The honest summary: SQLite is fast for what it's for. Postgres is fast for what it's for. Pick based on workload shape, not benchmark headlines.
A Quick Decision Guide
Reach for SQLite when:
- The data lives next to one application — desktop, mobile, embedded, CLI tool.
- Writes come from a single process or a small number of processes.
- You want zero-configuration deployment.
- You're prototyping and want to focus on the schema, not on infrastructure.
Reach for Postgres when:
- Multiple application servers or workers write to the database.
- You need network access from many clients.
- You need advanced features: roles, replication, GIS, custom types, stored procedures.
- The data is the durable, central store of a production service.
A common path: start a small project on SQLite, switch to Postgres if and when traffic shape demands it. The migration isn't free, but it's a known operation — and most projects never need it.

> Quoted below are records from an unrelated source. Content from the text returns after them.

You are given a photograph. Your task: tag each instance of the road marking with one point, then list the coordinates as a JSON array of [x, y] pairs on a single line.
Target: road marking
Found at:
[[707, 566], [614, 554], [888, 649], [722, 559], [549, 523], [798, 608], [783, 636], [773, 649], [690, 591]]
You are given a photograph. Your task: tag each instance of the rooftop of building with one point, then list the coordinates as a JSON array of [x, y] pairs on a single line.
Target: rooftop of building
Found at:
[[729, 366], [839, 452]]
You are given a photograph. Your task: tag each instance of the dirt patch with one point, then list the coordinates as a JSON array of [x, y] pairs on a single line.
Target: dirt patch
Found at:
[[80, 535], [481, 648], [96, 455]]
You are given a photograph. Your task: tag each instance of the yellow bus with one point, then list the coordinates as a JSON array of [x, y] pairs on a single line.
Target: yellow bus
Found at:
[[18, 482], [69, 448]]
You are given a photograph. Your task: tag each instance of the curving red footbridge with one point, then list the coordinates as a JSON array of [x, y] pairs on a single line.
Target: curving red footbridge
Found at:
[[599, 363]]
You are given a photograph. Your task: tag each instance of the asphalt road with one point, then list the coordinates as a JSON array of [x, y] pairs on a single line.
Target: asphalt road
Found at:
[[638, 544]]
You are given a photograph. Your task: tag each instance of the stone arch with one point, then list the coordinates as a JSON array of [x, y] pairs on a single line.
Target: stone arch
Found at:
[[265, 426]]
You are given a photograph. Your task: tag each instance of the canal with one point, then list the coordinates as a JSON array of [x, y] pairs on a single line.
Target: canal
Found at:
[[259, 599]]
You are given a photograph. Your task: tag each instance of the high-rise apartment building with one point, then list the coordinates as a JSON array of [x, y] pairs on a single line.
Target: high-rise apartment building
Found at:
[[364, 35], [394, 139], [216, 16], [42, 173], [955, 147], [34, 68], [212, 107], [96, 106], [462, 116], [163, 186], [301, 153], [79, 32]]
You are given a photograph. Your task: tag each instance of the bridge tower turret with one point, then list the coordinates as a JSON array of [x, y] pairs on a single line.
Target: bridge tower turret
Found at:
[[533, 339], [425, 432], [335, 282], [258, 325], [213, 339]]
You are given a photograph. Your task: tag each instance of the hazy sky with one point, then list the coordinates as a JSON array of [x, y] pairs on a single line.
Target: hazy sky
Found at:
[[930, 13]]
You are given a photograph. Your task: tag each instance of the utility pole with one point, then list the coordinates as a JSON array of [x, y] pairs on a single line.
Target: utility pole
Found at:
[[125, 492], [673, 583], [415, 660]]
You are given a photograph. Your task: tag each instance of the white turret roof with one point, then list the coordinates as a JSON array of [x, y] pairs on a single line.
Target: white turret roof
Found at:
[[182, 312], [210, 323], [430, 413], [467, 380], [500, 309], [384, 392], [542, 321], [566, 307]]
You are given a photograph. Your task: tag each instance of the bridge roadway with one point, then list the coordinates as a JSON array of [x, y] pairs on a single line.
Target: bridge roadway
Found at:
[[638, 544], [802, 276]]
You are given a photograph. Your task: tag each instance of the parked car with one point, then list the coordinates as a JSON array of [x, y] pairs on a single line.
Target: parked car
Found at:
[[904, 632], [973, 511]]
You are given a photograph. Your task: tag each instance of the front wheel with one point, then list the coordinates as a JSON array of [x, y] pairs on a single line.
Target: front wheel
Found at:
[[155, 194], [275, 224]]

Next: When SQLite Is the Right Choice
The comparison above gives you the trade-offs. The next page goes deeper on the positive case for SQLite — the workloads where it's not just good enough but actually the better tool, and the warning signs that mean you've outgrown it.
Frequently Asked Questions
What's the main difference between SQLite and Postgres?
SQLite is an embedded library that reads and writes a single file in your app's process. PostgreSQL is a separate server you connect to over the network. That one architectural difference drives almost every other comparison — concurrency, deployment, types, and tooling all flow from it.
Is SQLite faster than Postgres?
For single-process reads and small writes, often yes — SQLite has no network round-trip and no client/server protocol overhead. For concurrent writes from many clients, Postgres pulls ahead because of its row-level locking and MVCC. 'Faster' really depends on the workload, not the engine.
Can I use SQLite in production?
Yes, for the right shape of workload. SQLite happily runs websites, desktop apps, and embedded devices in production. The cutoff is concurrent writers: if many processes need to write at the same time, Postgres handles that natively while SQLite serializes writes. WAL mode helps but doesn't eliminate the limit.
How do I migrate from SQLite to Postgres?
Export your schema and data with sqlite3 mydb.db .dump, then adjust the SQL — AUTOINCREMENT becomes SERIAL or GENERATED AS IDENTITY, type names change, and a few SQLite quirks like loose typing need cleanup. Tools like pgloader automate most of it. Plan to rewrite anything that relied on SQLite's flexible typing.